A lunch that will reenergize you! The carrot ribbons and red endives offer a delicious crunch, and lentils lend a delicious peppery taste. The crisped-edge Creamer potatoes act as a veggie crouton, soaking up the delicious lemon tahini dressing.
This salad tastes best at room temperature.
- Baking sheet
- Large bowl
- 1 cup Little Potatoes, diced 1/2 inch thick
- 1 Tbsp olive oil
- 1 cup green lentils, cooked
- 1 large carrot, peeled into ribbons
- 2 whole red endives, leaves separated
- 1 cup cucumber slices
- 1 small red beet, peeled and julienned
- 2 Tbsp fresh herbs of your choice, chopped finely (e.g. parsley and chives)
Lemon Tahini Dressing:
- 2 garlic cloves
- 1/4 cup tahini
- 1/3 cup nutritional yeast
- 1/3 cup lemon juice
- 4 Tbsp extra virgin olive oil
- 2 to 3 Tbsp water, for desired consistency
Preheat oven to 350 °F. Toss the diced potatoes with the olive oil and season with salt and pepper. Distribute evenly on a baking sheet and bake for 20 to 30 minutes depending on the size, stirring half way through. The potatoes should have a golden crispy crust on the edges yet still be tender in the middle.

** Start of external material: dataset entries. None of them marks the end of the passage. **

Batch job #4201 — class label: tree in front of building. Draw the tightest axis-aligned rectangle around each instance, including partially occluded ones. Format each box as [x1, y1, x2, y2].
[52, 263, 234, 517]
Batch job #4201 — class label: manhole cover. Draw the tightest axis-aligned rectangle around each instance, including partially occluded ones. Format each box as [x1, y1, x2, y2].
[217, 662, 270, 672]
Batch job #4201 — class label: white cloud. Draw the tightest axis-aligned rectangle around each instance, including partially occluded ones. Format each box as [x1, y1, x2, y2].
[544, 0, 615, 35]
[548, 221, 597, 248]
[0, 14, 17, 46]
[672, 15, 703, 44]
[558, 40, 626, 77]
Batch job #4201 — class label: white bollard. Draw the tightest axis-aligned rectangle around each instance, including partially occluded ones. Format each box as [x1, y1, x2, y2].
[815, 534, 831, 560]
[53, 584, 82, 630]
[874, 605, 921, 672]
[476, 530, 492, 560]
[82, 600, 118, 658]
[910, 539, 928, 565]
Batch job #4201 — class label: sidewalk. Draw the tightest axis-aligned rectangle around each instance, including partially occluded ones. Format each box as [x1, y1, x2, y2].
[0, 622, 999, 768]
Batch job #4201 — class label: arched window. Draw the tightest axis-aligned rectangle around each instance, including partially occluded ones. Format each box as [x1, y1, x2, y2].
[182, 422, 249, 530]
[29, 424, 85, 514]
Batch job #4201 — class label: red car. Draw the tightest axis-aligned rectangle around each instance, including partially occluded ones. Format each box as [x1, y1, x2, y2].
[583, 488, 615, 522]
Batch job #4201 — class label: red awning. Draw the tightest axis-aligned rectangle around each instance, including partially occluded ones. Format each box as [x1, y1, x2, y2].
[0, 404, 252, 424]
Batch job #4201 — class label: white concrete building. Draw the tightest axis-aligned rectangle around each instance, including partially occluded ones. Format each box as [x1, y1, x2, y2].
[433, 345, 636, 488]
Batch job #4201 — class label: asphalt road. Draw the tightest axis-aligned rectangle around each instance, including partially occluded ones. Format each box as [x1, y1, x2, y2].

Toss all the ingredients together in a large bowl. If making ahead, cover in plastic wrap and keep in the fridge. Add the lemon tahini dressing when ready to serve.
Mix all ingredients for dressing together in a food process or small blender. Season with salt and pepper to taste. Makes about one cup of dressing. Refrigerate for up to two weeks.